CHP Merkez Yönetim Kurulu (MYK) Genel Başkan Kemal Kılıçdaroğlu başkanlığında, parti genel merkezinde toplandı. Yaklaşık 2 saat süren toplantının ardından basın toplantısı düzenleyen CHP Sözcüsü ve Genel Başkan Yardımcısı Birgül Ayman Güler, CHP'nin seçimli olağan kurultay sürecinde olduğuna işaret ederek, bugüne kadar 431 ilçe kongresinin tamamlandığını, Kırıkkale, Tunceli ve Iğdır olmak üzere 3 ilde de il kongrelerinin yapıldığını kaydetti. Şu anda da 16'ilin ilçe kongrelerini bitirdiğini ve il kongrelerini yapmaya hazır olduğunu ifade eden Güler, böylece CHP'nin bahar aylarında önümüzdeki iki yıl için yöneticilerini belirlemiş olacağını söyledi. Haziran ayında ise Gençlik ve Kadın Kolları kurultaylarının yapılacağını belirten Güler, 8 yıldır her iki kurultayın yapılmadığını, bunun da 12 Eylül 1980 darbesinin yarattığı bir tahribat olduğunu ifade etti. Güler, bu iki kurultayın yapılmasıyla CHP'nin yan kollarından 12 Eylül'ün izlerini silmiş olacağını da belirtti.
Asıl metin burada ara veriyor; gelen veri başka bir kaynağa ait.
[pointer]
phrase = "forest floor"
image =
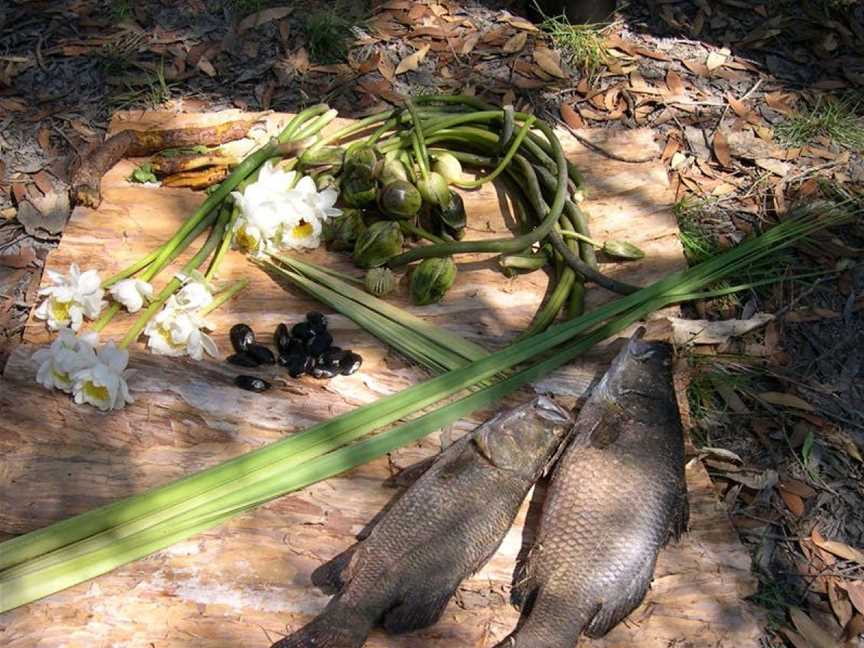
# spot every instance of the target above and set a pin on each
(757, 106)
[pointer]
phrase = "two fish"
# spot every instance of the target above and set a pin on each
(617, 496)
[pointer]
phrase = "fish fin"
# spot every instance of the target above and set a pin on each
(332, 576)
(613, 611)
(336, 627)
(681, 520)
(420, 610)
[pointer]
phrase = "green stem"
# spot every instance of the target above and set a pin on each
(171, 287)
(517, 142)
(223, 296)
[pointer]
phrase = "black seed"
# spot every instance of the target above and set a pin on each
(261, 353)
(331, 357)
(302, 331)
(317, 321)
(295, 364)
(251, 383)
(350, 363)
(319, 344)
(243, 360)
(241, 337)
(281, 338)
(325, 372)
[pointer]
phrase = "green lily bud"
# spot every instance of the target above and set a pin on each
(623, 250)
(434, 189)
(362, 157)
(326, 155)
(359, 188)
(341, 233)
(452, 215)
(393, 170)
(326, 181)
(431, 280)
(448, 166)
(378, 244)
(380, 281)
(400, 199)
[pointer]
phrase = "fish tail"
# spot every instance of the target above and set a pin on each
(338, 626)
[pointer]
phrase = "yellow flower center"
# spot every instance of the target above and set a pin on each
(303, 230)
(96, 392)
(245, 241)
(60, 310)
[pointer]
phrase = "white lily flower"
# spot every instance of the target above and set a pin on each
(131, 293)
(193, 296)
(67, 355)
(177, 332)
(71, 298)
(104, 384)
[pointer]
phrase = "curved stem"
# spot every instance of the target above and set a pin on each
(478, 182)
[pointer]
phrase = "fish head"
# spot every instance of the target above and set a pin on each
(522, 441)
(637, 369)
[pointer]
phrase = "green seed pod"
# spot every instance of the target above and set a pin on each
(361, 157)
(378, 244)
(623, 250)
(380, 281)
(359, 188)
(434, 189)
(400, 199)
(341, 233)
(448, 166)
(393, 170)
(431, 280)
(452, 215)
(326, 155)
(326, 181)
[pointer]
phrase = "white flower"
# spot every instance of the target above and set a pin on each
(104, 384)
(67, 355)
(71, 298)
(194, 295)
(279, 210)
(131, 293)
(176, 332)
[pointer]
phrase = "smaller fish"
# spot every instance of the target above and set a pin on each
(616, 497)
(439, 532)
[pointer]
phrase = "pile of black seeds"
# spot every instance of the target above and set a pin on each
(306, 348)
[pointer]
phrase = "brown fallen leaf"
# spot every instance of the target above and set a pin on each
(469, 42)
(721, 149)
(855, 590)
(515, 43)
(412, 61)
(840, 604)
(817, 636)
(839, 549)
(571, 117)
(794, 503)
(548, 62)
(785, 400)
(674, 83)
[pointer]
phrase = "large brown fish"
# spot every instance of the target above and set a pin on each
(616, 497)
(443, 529)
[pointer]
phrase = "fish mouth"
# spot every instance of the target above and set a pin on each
(549, 410)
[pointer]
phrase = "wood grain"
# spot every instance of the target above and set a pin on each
(248, 581)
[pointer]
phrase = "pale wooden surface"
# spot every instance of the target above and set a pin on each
(247, 581)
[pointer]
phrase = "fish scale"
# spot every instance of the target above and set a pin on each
(615, 498)
(440, 531)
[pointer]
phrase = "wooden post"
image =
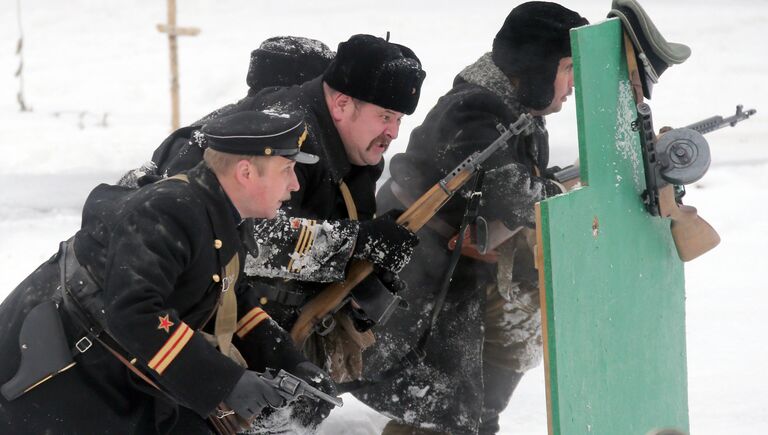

-"EPDK LİSANSLARI İPTAL EDİLSİN"
MYK toplantısında ağırlıklı olarak, hükümet tarafından doğalgaz ve elektriğe yapılan son zamların ele alındığını ifade eden Güler, Enerji ve Tabii Kaynaklar Bakanı Taner Yıldız'ın, zamları dünyadaki fiyat artışına ve bölgedeki siyasi istikrarsızlıklara bağlamasına da tepki gösterdi. Oysa doğalgaz fiyatlarının dünyada artmadığını, aksine Avrupa'da da 2009-2011 yılları arasında doğalgaz fiyatlarının düştüğünü belirten Güler, zamlarla ilgili olarak yapılan bu açıklamaların "gerçek dışı" olduğunu ifade etti.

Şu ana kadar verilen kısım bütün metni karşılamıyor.